Now I’m sure some of you may be of the mindset of, “but these R.E.D. figures don’t transform! Where’s the play value?” To that I say get out there and find a G1 reissue, or Siege or Earthrise, there’s plenty of opportunities to find some transforming robots either online or in the wild. If you’re anything like me however, you generally transform your Autobots or Decepticons every once in awhile for some toy photography, or if you’re doing your own review, but most of the time you’re displaying them on your shelf in all of their robot glory.

R.E.D. Soundwave is glorious in his own right, if for no other reason than he’s Soundwave, but that isn’t to say he isn’t without some unfortunate flaws that could have easily been avoided.

The first and most glaring issue I have with this figure is the peg that connects his shoulder cannon to his shoulder is too short. Mine came out of the package with some stress marks which immediately irked me, but since I’ll be displaying him on my shelf and have no reason to remove and reattach the cannon, I can deal with it. Like I said though, the port is way too short. If you move Soundwave’s head to pose it, the shoulder cannon will get bumped and fall off way too easily. A couple of millimeters longer and maybe a little thicker to make it more snug and secure would have gone a long way.

Speaking of snug though, Soundwave comes with two sets of hands. He comes out of the box with clenched fists already installed, along with another set of hands. One to mimic Soundwave opening his cassette deck on his chest to release Laserbeak, and the other to hold his concussion blaster. This is where in the case of the shoulder cannon not being snug enough, these fists are too snug, specifically the weapon hand.

The molded plastic of the hand is super stiff, and while you can get Soundwave’s weapon in his hand with some force that; thankfully doesn’t seem to cause any stress damage, you may want to run the hand under some hot water to loosen it up. Or, Hasbro could’ve made it a little more pliable.

While it is neat and much appreciated that they included an in scale version of Laserbeak in his cassette mode, another issue is the spring loaded cassette deck on Soundwave’s chest doesn’t respond particularly well. You can push down on Soundwave’s eject button…and it barely opens. It’s not exactly difficult to grab the edge with your fingernail and open it the rest of the way, but it’s these little things that keep this figure from being exceptional.

That said, we’ll switch to the positives. It’s a very well sculpted and well painted, cartoon accurate Soundwave in a 6″ scale. The paint on Soundwave is well done, with no smudges, blemishes or errors to be found. The head sculpt is a perfect representation of G1 Soundwave, and while Laserbeak doesn’t have a ton of detail, he’s also well done as far as paint application is concerned, and since Laserbeak doesn’t transform, the lack of significant detail is fine.

Articulation is pretty good on the figure with double jointed knees, thigh rotation and some major ankle tilt to get Soundwave into a variety of poses.
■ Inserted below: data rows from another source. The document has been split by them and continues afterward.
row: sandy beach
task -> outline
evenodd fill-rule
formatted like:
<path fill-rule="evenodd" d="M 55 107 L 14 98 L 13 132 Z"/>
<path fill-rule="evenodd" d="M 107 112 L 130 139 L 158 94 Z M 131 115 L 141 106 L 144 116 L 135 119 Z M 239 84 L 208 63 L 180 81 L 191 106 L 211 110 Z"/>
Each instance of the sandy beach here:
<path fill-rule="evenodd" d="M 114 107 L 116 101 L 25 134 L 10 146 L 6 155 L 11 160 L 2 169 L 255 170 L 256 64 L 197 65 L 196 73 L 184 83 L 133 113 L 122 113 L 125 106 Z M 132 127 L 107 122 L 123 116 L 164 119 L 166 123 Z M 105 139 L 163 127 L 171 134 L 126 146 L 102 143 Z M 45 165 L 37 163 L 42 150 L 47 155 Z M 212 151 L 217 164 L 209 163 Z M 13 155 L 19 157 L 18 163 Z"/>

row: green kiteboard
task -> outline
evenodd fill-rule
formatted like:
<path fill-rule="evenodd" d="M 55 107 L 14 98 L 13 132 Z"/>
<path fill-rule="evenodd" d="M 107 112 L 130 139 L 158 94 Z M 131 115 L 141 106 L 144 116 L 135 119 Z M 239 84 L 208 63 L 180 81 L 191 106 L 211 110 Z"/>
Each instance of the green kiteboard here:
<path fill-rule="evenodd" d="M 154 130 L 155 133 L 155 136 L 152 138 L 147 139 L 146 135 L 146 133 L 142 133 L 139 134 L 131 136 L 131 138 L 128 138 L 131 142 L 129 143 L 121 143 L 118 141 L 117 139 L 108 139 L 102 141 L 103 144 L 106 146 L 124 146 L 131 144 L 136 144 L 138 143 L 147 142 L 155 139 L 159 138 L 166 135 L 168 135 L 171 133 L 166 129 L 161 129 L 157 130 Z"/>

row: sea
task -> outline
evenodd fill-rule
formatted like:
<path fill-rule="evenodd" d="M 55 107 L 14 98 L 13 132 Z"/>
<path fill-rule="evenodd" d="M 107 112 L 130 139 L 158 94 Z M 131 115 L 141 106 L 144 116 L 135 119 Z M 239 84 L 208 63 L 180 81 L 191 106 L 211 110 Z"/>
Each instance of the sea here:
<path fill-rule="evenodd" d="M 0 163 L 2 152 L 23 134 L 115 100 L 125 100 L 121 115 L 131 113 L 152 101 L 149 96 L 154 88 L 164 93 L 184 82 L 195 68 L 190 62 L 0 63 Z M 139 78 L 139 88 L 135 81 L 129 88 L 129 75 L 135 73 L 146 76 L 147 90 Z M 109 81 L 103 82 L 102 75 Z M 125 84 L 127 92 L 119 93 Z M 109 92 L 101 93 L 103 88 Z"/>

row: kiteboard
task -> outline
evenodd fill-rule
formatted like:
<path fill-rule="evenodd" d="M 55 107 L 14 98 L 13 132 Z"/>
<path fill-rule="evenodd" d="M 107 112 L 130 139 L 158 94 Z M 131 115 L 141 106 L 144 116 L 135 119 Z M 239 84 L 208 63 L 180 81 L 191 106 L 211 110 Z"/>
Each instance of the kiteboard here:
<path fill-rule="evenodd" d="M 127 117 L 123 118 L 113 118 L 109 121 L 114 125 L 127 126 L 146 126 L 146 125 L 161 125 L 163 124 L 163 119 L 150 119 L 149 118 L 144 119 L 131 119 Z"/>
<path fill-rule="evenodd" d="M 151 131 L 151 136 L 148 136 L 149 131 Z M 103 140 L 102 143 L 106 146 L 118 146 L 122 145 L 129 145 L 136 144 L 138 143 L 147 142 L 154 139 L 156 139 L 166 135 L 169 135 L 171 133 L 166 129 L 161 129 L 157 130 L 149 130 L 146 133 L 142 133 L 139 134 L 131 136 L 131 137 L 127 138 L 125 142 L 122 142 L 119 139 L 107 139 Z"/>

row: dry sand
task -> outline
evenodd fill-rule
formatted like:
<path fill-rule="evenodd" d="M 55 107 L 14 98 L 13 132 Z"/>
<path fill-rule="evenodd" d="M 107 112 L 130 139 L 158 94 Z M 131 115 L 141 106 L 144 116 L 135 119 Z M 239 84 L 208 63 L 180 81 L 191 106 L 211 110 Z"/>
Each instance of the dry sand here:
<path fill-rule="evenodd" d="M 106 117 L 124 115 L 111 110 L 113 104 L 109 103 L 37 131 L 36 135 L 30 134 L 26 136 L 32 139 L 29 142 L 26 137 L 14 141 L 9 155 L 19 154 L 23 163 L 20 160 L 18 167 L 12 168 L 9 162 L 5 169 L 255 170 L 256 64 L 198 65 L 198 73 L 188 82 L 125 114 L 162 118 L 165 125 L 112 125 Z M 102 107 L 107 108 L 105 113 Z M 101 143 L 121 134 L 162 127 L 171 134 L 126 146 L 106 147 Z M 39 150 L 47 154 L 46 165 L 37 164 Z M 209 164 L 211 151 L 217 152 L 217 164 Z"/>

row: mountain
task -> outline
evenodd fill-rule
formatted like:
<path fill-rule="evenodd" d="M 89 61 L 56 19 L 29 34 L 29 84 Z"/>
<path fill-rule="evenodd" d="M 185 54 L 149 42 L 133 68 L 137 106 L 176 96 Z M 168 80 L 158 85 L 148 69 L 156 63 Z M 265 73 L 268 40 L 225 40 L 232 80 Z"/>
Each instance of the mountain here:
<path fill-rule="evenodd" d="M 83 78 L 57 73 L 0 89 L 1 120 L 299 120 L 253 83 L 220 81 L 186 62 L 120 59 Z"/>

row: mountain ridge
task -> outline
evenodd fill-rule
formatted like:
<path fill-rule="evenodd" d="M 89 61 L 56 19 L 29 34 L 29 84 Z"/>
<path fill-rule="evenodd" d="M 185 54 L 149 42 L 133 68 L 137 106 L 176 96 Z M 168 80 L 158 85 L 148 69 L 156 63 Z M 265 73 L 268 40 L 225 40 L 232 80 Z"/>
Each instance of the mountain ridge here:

Arms move 360 degrees, as does the head, but as mentioned careful you don’t bump the shoulder cannon, you’ll be reattaching it a lot. If you’re like me though, get Soundwave in the pose you want, place him on your shelf or desk, and then never touch him again.

These R.E.D. figures are a Walmart exclusive and are worth picking up, with a reasonable price point of $19.99 USD, or if you’re a north of the border resident like myself, $29.99 CAD, and I plan to go back and add Optimus and Megatron to my shelf as well.